Parents from low-income and working-class communities in New York City have been fighting for years for dramatic improvements in struggling neighborhood schools. Now the Obama administration has focused its education agenda on this challenge and is investing billions of dollars in turning around failing schools. This dramatic increase in political and financial support creates an opportunity for districts to focus on equity and finally get the work of improving lowperforming schools right.
Federal funding for school turnaround has already begun to flow. In the next few months, thirty four NYC schools (thirty-three high schools and one elementary school) will start receiving up to $2 million each year for three years in School Improvement Grants (SIG) to implement one of the four federal options:
- Restart: Convert the school to charter, or close and reopen it as a charter school
- Closure: Close a school and enroll the students in other higher-achieving schools
- Turnaround: Phase out the existing school and replace it with new schools (NYC version of turnaround)
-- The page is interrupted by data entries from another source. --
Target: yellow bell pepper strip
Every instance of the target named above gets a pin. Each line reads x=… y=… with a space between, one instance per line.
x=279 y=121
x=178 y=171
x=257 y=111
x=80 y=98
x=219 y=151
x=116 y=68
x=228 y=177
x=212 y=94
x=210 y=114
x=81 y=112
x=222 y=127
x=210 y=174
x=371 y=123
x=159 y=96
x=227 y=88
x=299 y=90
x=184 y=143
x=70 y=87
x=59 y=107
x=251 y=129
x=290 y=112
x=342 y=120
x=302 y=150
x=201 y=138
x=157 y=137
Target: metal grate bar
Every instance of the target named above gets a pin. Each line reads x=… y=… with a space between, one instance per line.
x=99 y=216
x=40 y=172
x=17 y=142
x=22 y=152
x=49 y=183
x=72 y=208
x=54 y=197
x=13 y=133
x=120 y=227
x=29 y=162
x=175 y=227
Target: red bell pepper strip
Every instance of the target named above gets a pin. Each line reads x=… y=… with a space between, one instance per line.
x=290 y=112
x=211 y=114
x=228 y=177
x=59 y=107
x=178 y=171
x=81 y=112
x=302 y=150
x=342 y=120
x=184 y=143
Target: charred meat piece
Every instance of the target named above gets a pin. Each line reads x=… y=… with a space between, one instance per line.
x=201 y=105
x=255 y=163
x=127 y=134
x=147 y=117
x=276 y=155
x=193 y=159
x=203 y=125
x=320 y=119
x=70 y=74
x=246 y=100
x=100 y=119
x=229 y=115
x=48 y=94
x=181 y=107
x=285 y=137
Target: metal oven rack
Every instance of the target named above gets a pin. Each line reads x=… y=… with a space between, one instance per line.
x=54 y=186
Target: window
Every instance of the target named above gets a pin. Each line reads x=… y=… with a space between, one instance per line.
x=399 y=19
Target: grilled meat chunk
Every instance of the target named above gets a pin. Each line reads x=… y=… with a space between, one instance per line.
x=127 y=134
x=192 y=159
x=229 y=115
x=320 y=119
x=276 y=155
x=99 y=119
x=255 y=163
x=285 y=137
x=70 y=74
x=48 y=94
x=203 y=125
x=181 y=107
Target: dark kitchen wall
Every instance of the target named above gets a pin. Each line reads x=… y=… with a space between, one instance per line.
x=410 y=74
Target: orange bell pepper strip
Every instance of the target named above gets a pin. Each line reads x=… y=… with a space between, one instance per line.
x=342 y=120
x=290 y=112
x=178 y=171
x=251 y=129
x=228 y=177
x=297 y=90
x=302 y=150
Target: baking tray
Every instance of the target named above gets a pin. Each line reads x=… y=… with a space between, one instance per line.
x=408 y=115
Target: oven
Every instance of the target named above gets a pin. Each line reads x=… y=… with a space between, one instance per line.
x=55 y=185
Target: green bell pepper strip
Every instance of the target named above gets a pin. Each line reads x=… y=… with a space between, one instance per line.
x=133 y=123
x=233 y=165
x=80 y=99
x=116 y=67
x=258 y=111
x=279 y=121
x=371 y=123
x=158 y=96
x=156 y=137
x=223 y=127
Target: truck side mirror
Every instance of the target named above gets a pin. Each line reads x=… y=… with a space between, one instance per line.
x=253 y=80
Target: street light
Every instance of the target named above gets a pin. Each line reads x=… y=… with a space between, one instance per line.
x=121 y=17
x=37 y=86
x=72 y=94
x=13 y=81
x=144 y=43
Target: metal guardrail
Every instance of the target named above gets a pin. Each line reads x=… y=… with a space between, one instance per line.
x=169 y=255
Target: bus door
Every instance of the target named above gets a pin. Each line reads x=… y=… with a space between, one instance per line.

- Transformation: Replace the principal and redesign the school by increasing learning time, reforming curriculum and instruction, and increasing teaching quality
To take strategic advantage of this opportunity to create sustainable change in our city's most struggling schools, the NYC Coalition for Educational Justice (CEJ) urges the NYC Department of Education (DOE) to create a School Transformation Zone to support these schools in implementing effective school improvement models without collateral damage to other schools. Innovation cannot be reserved only for better performing schools; the Zone will support comprehensive, innovative plans that will increase student achievement in the lowest-performing schools.